A powerful cultural ideology has emerged in higher education reform globally that suggests that the essential ingredient in successful organisational transformation is that of leadership. The leaderist turn assumes that individual agency, unimpeachable characteristics and structural positions will result in some organisational members being authorized to exert and display managerial power. There are questions about who self-identifies, and is identified by existing power elites, as having leadership legitimacy, with women having achieved differing, but generally low rates of success in entering senior academic leadership in different national locations. This presentation will engage critically with the international literature and explanatory frameworks that have analysed women’s absences from senior leadership positions in higher education and with empirical data collected internationally for British Council funded research on women in higher education leadership. Much of the global literature assumes that counting more women into existing systems, structures and cultures is an unquestioned good, and an indicator of vertical career success. There is scant discussion of women’s resistance to entering leadership in post neo-liberal and austerity-driven workplace cultures. It is questionable whether leadership in today’s managerialised global academy is a transformational opportunity and object of desire for academic women, or whether indeed, it is a form of incarceration in an identity cage.

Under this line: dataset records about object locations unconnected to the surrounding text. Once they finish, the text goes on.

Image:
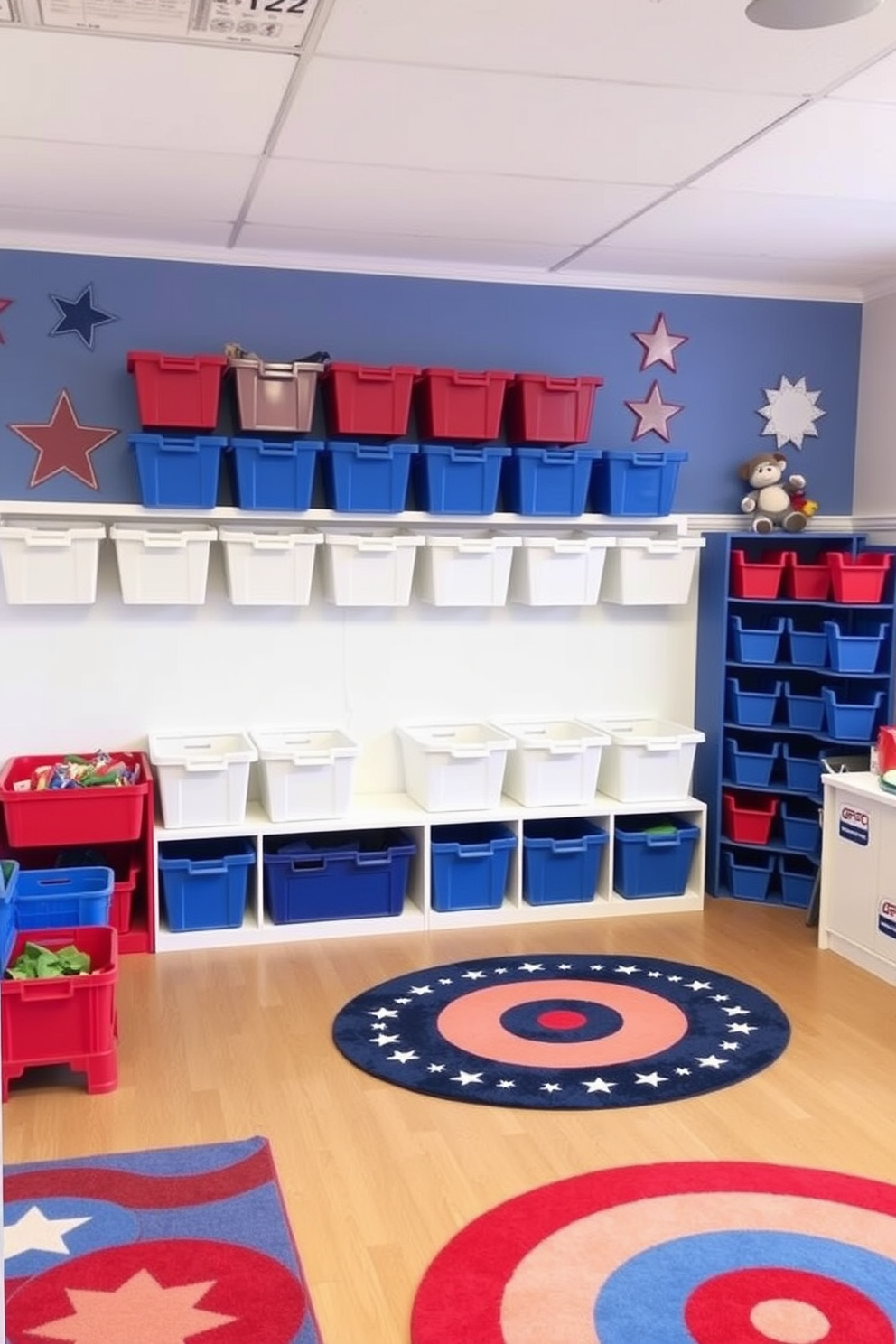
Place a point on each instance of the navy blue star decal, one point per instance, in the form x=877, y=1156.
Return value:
x=79, y=316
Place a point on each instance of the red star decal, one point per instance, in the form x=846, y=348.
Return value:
x=63, y=445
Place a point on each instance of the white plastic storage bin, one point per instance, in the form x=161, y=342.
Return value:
x=553, y=762
x=650, y=572
x=305, y=773
x=47, y=564
x=465, y=570
x=559, y=570
x=163, y=566
x=454, y=768
x=375, y=570
x=269, y=566
x=648, y=760
x=203, y=779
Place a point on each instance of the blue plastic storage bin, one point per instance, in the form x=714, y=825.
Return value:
x=62, y=898
x=859, y=652
x=204, y=883
x=548, y=480
x=750, y=768
x=797, y=878
x=178, y=472
x=367, y=477
x=562, y=861
x=275, y=473
x=804, y=711
x=471, y=866
x=856, y=721
x=747, y=875
x=801, y=824
x=458, y=480
x=755, y=645
x=338, y=876
x=649, y=859
x=807, y=648
x=636, y=484
x=752, y=707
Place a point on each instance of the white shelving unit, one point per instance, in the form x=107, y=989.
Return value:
x=397, y=811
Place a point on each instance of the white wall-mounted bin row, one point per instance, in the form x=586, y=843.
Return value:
x=47, y=564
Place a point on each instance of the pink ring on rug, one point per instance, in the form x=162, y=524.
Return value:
x=650, y=1024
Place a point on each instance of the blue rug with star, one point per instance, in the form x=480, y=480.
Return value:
x=563, y=1031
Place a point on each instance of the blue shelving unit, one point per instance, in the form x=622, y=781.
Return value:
x=794, y=682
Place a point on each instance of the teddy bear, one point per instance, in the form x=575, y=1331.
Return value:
x=774, y=501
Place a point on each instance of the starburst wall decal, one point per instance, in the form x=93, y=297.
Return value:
x=790, y=412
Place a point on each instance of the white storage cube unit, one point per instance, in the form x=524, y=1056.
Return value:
x=652, y=572
x=46, y=564
x=454, y=768
x=554, y=762
x=468, y=570
x=269, y=566
x=648, y=760
x=375, y=570
x=305, y=773
x=163, y=566
x=203, y=779
x=559, y=570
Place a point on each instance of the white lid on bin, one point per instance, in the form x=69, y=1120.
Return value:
x=303, y=746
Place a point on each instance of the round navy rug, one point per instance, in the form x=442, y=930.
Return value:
x=563, y=1031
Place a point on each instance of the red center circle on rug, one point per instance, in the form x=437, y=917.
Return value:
x=649, y=1024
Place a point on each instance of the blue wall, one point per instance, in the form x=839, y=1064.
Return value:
x=736, y=349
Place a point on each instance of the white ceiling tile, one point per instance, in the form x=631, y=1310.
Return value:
x=407, y=201
x=123, y=182
x=152, y=94
x=471, y=121
x=697, y=43
x=399, y=247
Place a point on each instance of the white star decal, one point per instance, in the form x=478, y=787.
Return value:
x=659, y=346
x=36, y=1233
x=655, y=415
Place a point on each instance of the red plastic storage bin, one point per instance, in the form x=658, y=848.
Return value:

Louise Morley is Professor of Education and Director of the Centre for Higher Education and Equity Research (CHEER) (http://www.sussex.ac.uk/education/cheer/ ) at the University of Sussex. Her previous posts were at the Institute of Education, University of London, the University of Reading and the Inner London Education Authority. She is an Academician of the Academy of Social Sciences, a Fellow of the Society for Research into Higher Education (SRHE), and a Senior Visiting Fellow at The Centre for Gender Excellence (GEXcel), University of Örebro, Sweden.

Louise has an international profile in the field of sociology of higher education studies. Her research and publication interests focus on international higher education policy, gender, equity, women and leadership, micropolitics, quality, and power.